Occupation times of subcritical branching immigration system with Markov motions

TL;DR

This paper proves a functional central limit theorem for the occupation time fluctuations of a subcritical branching system with particles moving via Markov processes and immigrating according to a Poisson field, revealing universal limit behavior.

Contribution

It establishes a general functional CLT for subcritical branching systems with Markov motions under mild assumptions, showing the limit is a spatially complex Wiener process independent of dimension.

Findings

Limit process is a spatially complex Wiener process.

Limit behavior is universal across dimensions due to subcriticality.

The result contrasts with critical branching systems.

Abstract

We consider a branching system consisting of particles moving according to a Markov family in $\Rd$ and undergoing subcritical branching with a constant rate $V>0$. New particles immigrate to the system according to homogeneous space-time Poisson random field. The process of the fluctuations of the rescaled occupation time is studied with very mild assumptions on the Markov family.
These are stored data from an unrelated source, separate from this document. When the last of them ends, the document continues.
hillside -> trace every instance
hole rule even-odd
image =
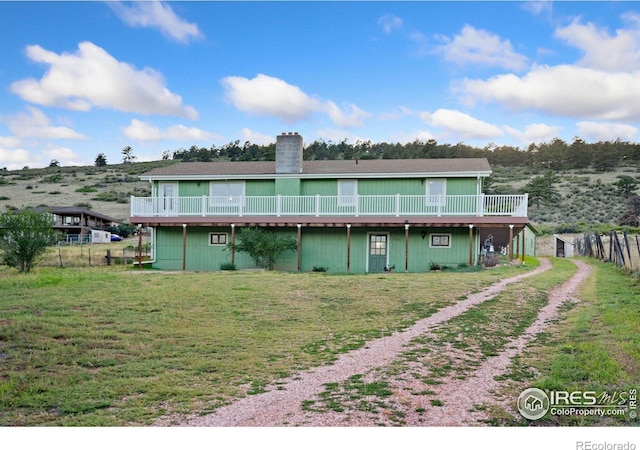
[[[176,162],[0,171],[0,210],[81,204],[124,221],[129,217],[129,197],[151,193],[149,183],[140,181],[138,176],[154,167]],[[494,166],[491,192],[515,193],[539,175],[527,167]],[[561,200],[553,204],[543,203],[540,207],[536,207],[533,201],[529,205],[529,217],[542,231],[553,230],[563,224],[616,224],[625,209],[625,198],[611,184],[618,180],[619,175],[640,180],[640,168],[628,166],[604,173],[573,170],[558,172],[557,175],[560,181],[554,187]]]
[[[574,225],[599,226],[615,225],[626,209],[627,199],[617,192],[612,183],[618,177],[627,175],[640,181],[640,168],[619,167],[610,172],[592,170],[571,170],[557,172],[558,183],[554,188],[560,200],[541,203],[539,207],[530,199],[529,217],[541,231],[558,229],[571,231]],[[493,167],[492,192],[515,193],[533,178],[540,176],[527,167]],[[638,195],[636,190],[633,195]],[[581,228],[578,226],[578,229]]]
[[[149,183],[138,176],[172,163],[174,161],[154,161],[0,171],[0,210],[80,204],[125,221],[130,215],[129,197],[151,195]]]

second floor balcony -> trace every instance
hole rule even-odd
[[[521,195],[131,197],[131,217],[527,217]]]

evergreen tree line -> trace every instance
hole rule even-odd
[[[240,141],[212,146],[211,148],[191,146],[173,152],[165,151],[162,159],[183,162],[208,161],[274,161],[275,144],[257,145]],[[358,141],[350,144],[346,140],[332,142],[318,140],[304,149],[304,159],[417,159],[417,158],[487,158],[492,165],[504,167],[527,166],[540,170],[564,171],[572,169],[593,169],[606,172],[616,167],[640,162],[640,143],[621,140],[587,143],[580,138],[567,143],[555,138],[551,142],[531,144],[522,149],[513,146],[488,144],[483,148],[463,143],[440,144],[430,139],[416,140],[407,144],[389,144]]]

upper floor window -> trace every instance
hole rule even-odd
[[[338,180],[338,206],[355,206],[358,180]]]
[[[447,180],[427,178],[425,184],[427,186],[427,205],[444,206],[446,204]]]
[[[240,205],[244,197],[244,181],[212,181],[209,195],[217,205]]]

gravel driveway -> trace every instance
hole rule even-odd
[[[486,408],[479,405],[499,401],[489,394],[498,387],[494,377],[503,373],[512,358],[545,328],[549,319],[557,314],[558,307],[572,298],[578,285],[591,273],[587,264],[573,261],[578,266],[577,273],[548,293],[548,304],[538,312],[532,325],[508,342],[503,351],[469,369],[465,376],[459,376],[453,370],[453,373],[429,386],[426,392],[419,365],[404,365],[395,373],[394,367],[400,367],[397,366],[398,358],[410,348],[410,343],[429,335],[434,327],[494,298],[510,284],[551,268],[547,259],[541,259],[540,262],[536,269],[469,295],[465,300],[441,309],[404,331],[345,353],[332,365],[278,380],[277,387],[270,386],[268,392],[239,399],[213,414],[190,418],[166,417],[157,421],[156,426],[477,426],[481,424],[480,420],[486,418]],[[439,350],[456,352],[454,348]],[[322,405],[323,398],[327,398],[327,386],[337,388],[344,385],[345,381],[360,388],[382,389],[373,396],[359,398],[353,407],[318,406]],[[380,400],[381,393],[384,401]],[[420,393],[423,394],[418,395]],[[354,397],[349,396],[348,392],[343,394],[347,404],[348,399]],[[515,402],[515,399],[512,400]]]

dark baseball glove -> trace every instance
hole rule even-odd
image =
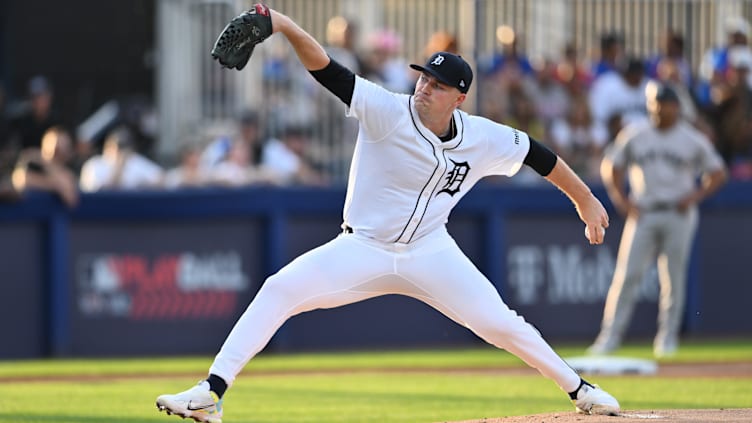
[[[272,35],[272,17],[269,8],[254,4],[227,24],[214,43],[211,55],[222,66],[241,70],[253,54],[256,44]]]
In this general setting a functional central limit theorem is proved. The subcriticality of the branching law is crucial for the limit behaviour and in a sense overwhelms the properties of the particles' motion. It is for this reason that the limit is the same for all dimensions and can be obtained for a wide class of Markov processes. Another consequence is the form of the limit - $\SP$-valued Wiener process with a simple temporal structure and a complicated spatial one. This behaviour contrasts sharply with the case of critical branching systems.